Kasparov was critical of the violence unleashed by the Spanish police against the 2017 independence referendum in Catalonia and accused the Spanish PM Mariano Rajoy of "betraying" the European promise of peace. After the Catalan regional election held later the same year, Kasparov wrote: "Despite unprecedented pressure from Madrid, Catalonian separatists won a majority. Europe must speak and help find a peaceful path toward resolution and avoid more violence." Kasparov recommended that Spain look to how Britain handled the 2014 Scottish independence referendum, adding: "look only at how Turkey and Iraq have treated the separatist Kurds. That cannot be the road for Spain and Catalonia."

On the occasion of the 2015 centennial of the Armenian genocide, Kasparov reflected that in 2002 he had called for Turkey to be admitted to the European Union if Turkey recognised the genocide. He condemned the assassination of Saudi journalist Jamal Khashoggi. In October 2018, Kasparov wrote that President Erdoğan's regime in Turkey "has jailed more journalists than any country in the world and scores of them remain in prison in Turkey. Since 2016, Turkey's intelligence agency has abducted at least 80 people in operations in 18 countries."

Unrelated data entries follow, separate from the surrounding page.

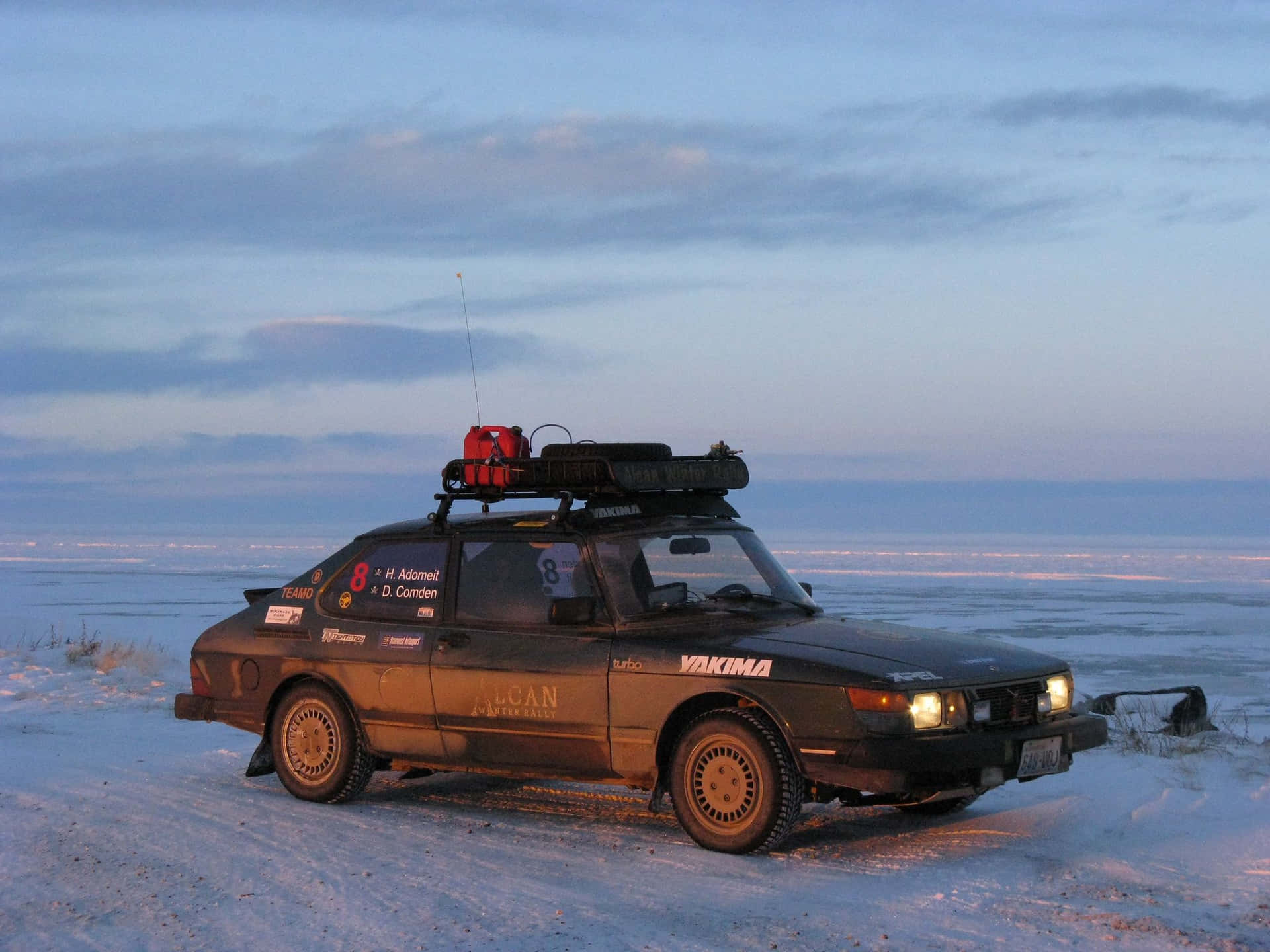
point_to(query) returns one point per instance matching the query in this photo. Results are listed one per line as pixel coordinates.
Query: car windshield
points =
(658, 571)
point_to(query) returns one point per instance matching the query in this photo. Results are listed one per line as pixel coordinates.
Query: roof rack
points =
(570, 471)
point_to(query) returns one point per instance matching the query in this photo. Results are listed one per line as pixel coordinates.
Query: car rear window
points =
(392, 582)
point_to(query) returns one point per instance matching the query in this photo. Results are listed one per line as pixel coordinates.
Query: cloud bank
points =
(320, 350)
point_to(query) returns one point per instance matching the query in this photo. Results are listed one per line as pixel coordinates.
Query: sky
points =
(884, 243)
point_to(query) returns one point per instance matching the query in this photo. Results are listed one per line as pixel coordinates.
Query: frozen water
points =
(122, 828)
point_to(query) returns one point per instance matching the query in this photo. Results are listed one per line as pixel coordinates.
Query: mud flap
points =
(262, 761)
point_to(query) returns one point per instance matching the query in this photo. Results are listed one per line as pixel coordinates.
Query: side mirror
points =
(673, 593)
(579, 610)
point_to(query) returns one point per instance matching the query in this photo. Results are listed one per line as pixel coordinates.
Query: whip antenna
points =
(472, 356)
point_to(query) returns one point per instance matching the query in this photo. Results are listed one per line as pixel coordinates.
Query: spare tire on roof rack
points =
(614, 452)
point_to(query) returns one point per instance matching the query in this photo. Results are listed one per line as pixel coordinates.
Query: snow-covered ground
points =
(122, 828)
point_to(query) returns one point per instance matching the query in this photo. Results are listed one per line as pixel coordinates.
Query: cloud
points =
(295, 352)
(210, 459)
(1133, 104)
(506, 187)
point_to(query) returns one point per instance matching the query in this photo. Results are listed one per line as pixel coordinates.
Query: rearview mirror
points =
(690, 545)
(579, 610)
(673, 593)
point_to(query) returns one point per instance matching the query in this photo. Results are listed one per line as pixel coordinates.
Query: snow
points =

The second series of Rise of the Nazis, broadcast by the BBC in February 2022, featured Kasparov's views on the Soviet leader Joseph Stalin. Kasparov stated: "Stalin, ruthless dictator, didn't hesitate to eliminate opposition, didn't hesitate to send millions of people to die. It's recorded that Stalin had very high opinion about the Night of the Long Knives, Hitler's ruthlessness. And, of course, in 1940 Stalin admires Hitler because he succeeded in destroying France and almost bringing up England on her knees. It's a very special love story."

In the wake of the Gaza war, Kasparov vigorously called on the Biden administration for the destruction of Hamas and Hezbollah. He further demanded the US to set up regime change in Russia and Iran.